Anita Bryant led a huge campaign in the late 1970s to oppose anti-discrimination ordinances protecting queer people (in practice, primarily LGB people) in the United States. Most infamously, her campaign, “Save the Children” — the first organized anti-gay movement in the USA — would lead to the overturning of such ordinances in Miami-Dade County, Florida; St. Paul, Minnesota; Wichita, Kansas; and Eugene, Oregon.
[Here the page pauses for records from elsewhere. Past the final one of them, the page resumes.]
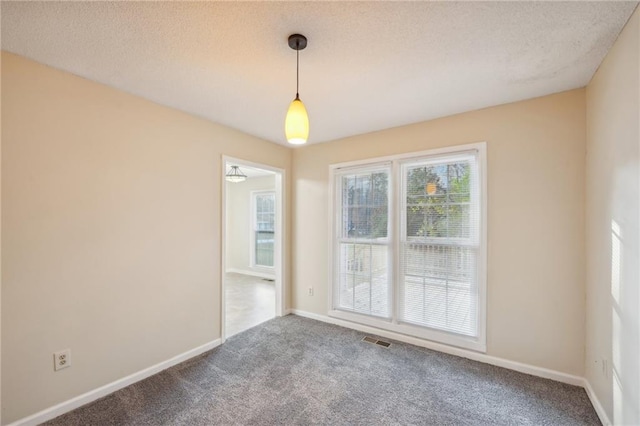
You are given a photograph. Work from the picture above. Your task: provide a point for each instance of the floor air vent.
(376, 341)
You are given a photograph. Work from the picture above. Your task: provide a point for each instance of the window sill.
(443, 337)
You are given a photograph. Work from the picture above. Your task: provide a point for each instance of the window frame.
(337, 233)
(477, 343)
(253, 228)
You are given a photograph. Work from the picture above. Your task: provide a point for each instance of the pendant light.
(296, 125)
(235, 175)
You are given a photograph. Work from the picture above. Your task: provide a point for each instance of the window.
(263, 228)
(409, 245)
(363, 242)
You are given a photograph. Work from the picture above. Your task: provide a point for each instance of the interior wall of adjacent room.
(535, 155)
(110, 232)
(613, 231)
(240, 222)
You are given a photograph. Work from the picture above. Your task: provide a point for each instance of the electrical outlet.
(61, 359)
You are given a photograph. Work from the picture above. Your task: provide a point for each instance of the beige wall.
(613, 231)
(110, 232)
(239, 220)
(535, 154)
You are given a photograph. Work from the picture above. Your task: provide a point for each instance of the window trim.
(473, 343)
(252, 230)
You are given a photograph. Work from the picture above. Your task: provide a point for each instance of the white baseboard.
(78, 401)
(487, 359)
(596, 404)
(252, 273)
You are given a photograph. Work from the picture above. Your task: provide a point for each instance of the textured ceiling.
(368, 65)
(250, 172)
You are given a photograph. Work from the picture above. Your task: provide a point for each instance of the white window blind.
(363, 241)
(439, 243)
(408, 247)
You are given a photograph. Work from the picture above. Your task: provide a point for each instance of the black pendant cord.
(297, 69)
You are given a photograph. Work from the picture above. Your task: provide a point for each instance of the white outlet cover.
(61, 359)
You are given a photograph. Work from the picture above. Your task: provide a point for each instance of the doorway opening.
(252, 245)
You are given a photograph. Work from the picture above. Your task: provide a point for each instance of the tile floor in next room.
(249, 302)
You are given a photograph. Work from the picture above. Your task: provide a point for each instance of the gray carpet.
(296, 371)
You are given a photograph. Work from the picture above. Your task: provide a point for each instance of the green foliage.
(444, 213)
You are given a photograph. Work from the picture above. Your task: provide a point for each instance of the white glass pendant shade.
(296, 126)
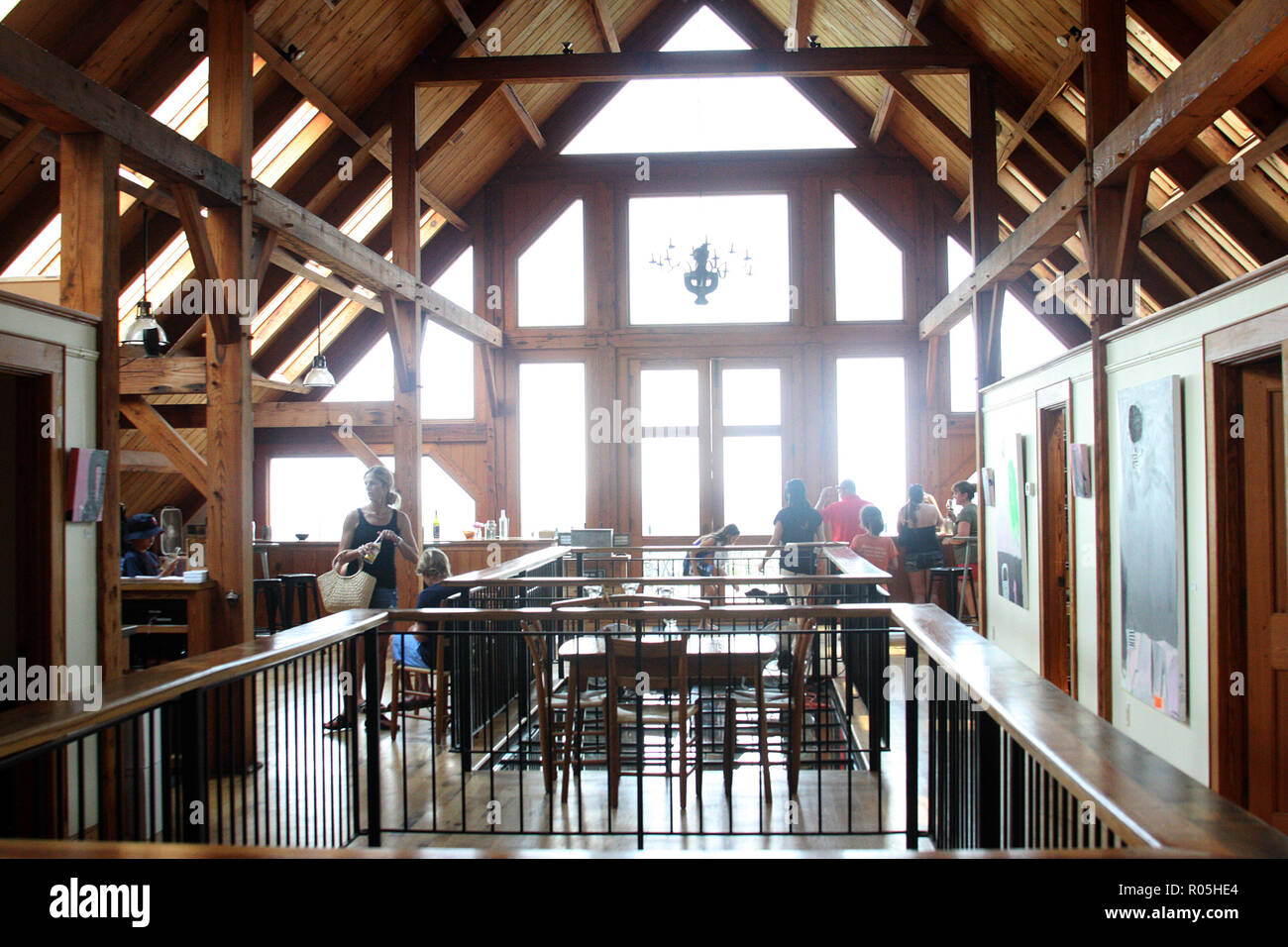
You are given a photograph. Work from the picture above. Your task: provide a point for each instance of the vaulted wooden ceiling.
(355, 50)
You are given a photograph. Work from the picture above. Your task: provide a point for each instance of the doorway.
(31, 556)
(1248, 575)
(1057, 647)
(709, 449)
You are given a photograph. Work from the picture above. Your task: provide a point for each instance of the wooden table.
(197, 598)
(712, 655)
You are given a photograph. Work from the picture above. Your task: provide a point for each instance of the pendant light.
(145, 331)
(320, 376)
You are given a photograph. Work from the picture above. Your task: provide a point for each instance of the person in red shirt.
(877, 549)
(842, 515)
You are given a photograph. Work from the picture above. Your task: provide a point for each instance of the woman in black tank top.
(381, 528)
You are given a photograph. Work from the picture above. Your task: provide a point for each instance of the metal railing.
(227, 748)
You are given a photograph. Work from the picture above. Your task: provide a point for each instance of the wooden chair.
(625, 659)
(423, 685)
(562, 740)
(790, 701)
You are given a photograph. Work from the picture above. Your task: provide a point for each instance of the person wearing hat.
(141, 535)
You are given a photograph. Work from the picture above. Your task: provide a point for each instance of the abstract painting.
(1012, 522)
(1080, 470)
(1150, 543)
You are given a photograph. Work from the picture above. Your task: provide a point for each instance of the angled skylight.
(668, 115)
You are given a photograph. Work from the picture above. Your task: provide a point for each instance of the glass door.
(709, 446)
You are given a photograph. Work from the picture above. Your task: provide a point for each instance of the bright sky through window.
(662, 115)
(1025, 342)
(446, 359)
(553, 274)
(553, 433)
(737, 226)
(868, 268)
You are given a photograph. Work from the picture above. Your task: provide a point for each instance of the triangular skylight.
(750, 114)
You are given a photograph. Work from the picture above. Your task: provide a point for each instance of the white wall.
(1170, 343)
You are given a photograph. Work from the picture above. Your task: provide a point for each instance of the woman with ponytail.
(370, 536)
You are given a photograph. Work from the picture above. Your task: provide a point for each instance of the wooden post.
(90, 281)
(987, 305)
(228, 416)
(1106, 85)
(406, 245)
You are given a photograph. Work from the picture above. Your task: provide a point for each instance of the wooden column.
(986, 198)
(90, 281)
(406, 245)
(228, 416)
(1106, 85)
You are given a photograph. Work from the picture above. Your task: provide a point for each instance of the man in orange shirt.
(842, 515)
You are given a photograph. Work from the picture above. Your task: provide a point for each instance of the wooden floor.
(303, 795)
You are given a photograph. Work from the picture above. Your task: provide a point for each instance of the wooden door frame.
(1051, 398)
(709, 425)
(1225, 351)
(38, 359)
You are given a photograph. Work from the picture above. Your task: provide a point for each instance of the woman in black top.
(797, 522)
(918, 541)
(376, 530)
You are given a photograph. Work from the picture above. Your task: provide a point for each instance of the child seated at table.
(868, 543)
(432, 569)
She used ideas which would be recopied by modern-day anti-trans activists. Most notably, she manufactured consent for the repealing of anti-discrimination ordinances by preaching that queer people were dangerous to children, and were attempting to “recruit” them to turn them gay. Bryant became the centrepiece of a major, nationwide anti-gay movement across the United States, the prelude to the AIDS crisis that would later exterminate enormous numbers of queer and trans people. Her stochastic terrorism would also lead directly to the murder of Robert Hillsborough, a gardener in San Francisco, as well as several suicides in the face of dehumanization.
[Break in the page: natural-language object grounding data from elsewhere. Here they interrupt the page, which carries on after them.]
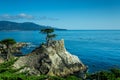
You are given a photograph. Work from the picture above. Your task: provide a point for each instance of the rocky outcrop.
(54, 60)
(15, 48)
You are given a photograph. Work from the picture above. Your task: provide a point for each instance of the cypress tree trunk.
(9, 54)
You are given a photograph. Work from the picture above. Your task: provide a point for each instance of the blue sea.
(98, 49)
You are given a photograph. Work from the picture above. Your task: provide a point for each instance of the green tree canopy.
(49, 35)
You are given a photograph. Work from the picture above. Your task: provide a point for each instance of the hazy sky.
(68, 14)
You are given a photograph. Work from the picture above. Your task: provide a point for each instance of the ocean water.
(98, 49)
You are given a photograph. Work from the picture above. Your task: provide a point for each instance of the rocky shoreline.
(54, 60)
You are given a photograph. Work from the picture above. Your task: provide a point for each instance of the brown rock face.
(54, 60)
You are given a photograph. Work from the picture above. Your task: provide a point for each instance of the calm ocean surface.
(98, 49)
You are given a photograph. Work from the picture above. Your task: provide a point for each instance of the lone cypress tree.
(49, 35)
(8, 42)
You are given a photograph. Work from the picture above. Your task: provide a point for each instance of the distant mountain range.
(26, 26)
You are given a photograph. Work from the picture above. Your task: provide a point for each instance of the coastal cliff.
(54, 60)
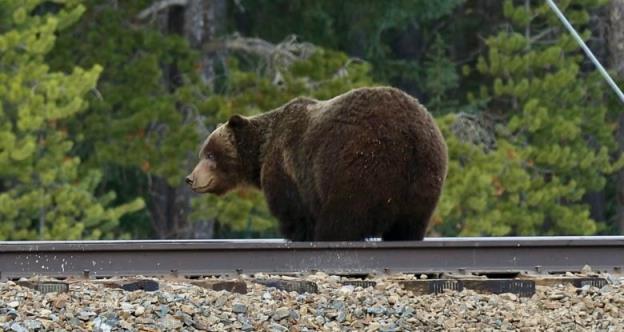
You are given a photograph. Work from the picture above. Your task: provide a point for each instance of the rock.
(281, 313)
(239, 308)
(376, 310)
(125, 306)
(171, 323)
(139, 310)
(17, 327)
(32, 324)
(277, 327)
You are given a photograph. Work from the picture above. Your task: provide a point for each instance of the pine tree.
(551, 141)
(43, 193)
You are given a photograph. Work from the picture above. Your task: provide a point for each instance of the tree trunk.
(616, 63)
(198, 21)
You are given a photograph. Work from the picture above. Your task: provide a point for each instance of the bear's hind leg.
(339, 226)
(406, 228)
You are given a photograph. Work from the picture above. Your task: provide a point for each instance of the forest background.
(103, 106)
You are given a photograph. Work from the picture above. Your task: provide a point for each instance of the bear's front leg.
(285, 203)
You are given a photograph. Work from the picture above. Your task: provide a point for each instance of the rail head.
(280, 244)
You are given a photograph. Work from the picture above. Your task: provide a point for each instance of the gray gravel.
(178, 305)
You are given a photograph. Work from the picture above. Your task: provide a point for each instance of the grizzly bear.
(368, 163)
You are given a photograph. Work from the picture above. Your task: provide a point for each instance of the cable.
(586, 49)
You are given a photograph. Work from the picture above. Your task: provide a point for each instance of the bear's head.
(219, 169)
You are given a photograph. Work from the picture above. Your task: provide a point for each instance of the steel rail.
(230, 257)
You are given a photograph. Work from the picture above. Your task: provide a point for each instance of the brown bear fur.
(370, 162)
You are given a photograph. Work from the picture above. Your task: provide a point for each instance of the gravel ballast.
(178, 305)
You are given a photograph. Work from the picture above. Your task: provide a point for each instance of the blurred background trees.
(105, 103)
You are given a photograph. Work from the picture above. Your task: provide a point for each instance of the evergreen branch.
(158, 6)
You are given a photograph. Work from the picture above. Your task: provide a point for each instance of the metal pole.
(586, 49)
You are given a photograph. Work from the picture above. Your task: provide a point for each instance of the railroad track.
(192, 258)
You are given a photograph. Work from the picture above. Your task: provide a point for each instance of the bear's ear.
(237, 121)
Anita Bryant has also attempted to bring her hatred to Canada in the late 1970s and early 1980s. Though not much is available online regarding her hatemongering here, it’s known that she’s faced confrontations all across the country. Her hatred would also lead to escalating anti-queer hate, leading up to Operation Soap, a mass-arrest of 306 people for being in, or owning, gay bathhouses.
She is the prototypical example of what someone who’s dedicated her entire life to marginalizing the marginalized. As we examine contemporary anti-trans legislation, such as in Alberta and Saskatchewan, the same arguments of, amongst other things, “child endangerment”, return with few, if any, adjustments. Bryant’s legacy remains embedded in the contemporary anti-trans movement, and shall go down as one of hate, intolerance, and attacks on 2SLGBTQ+ rights. Her death deserves no commemoration but celebration.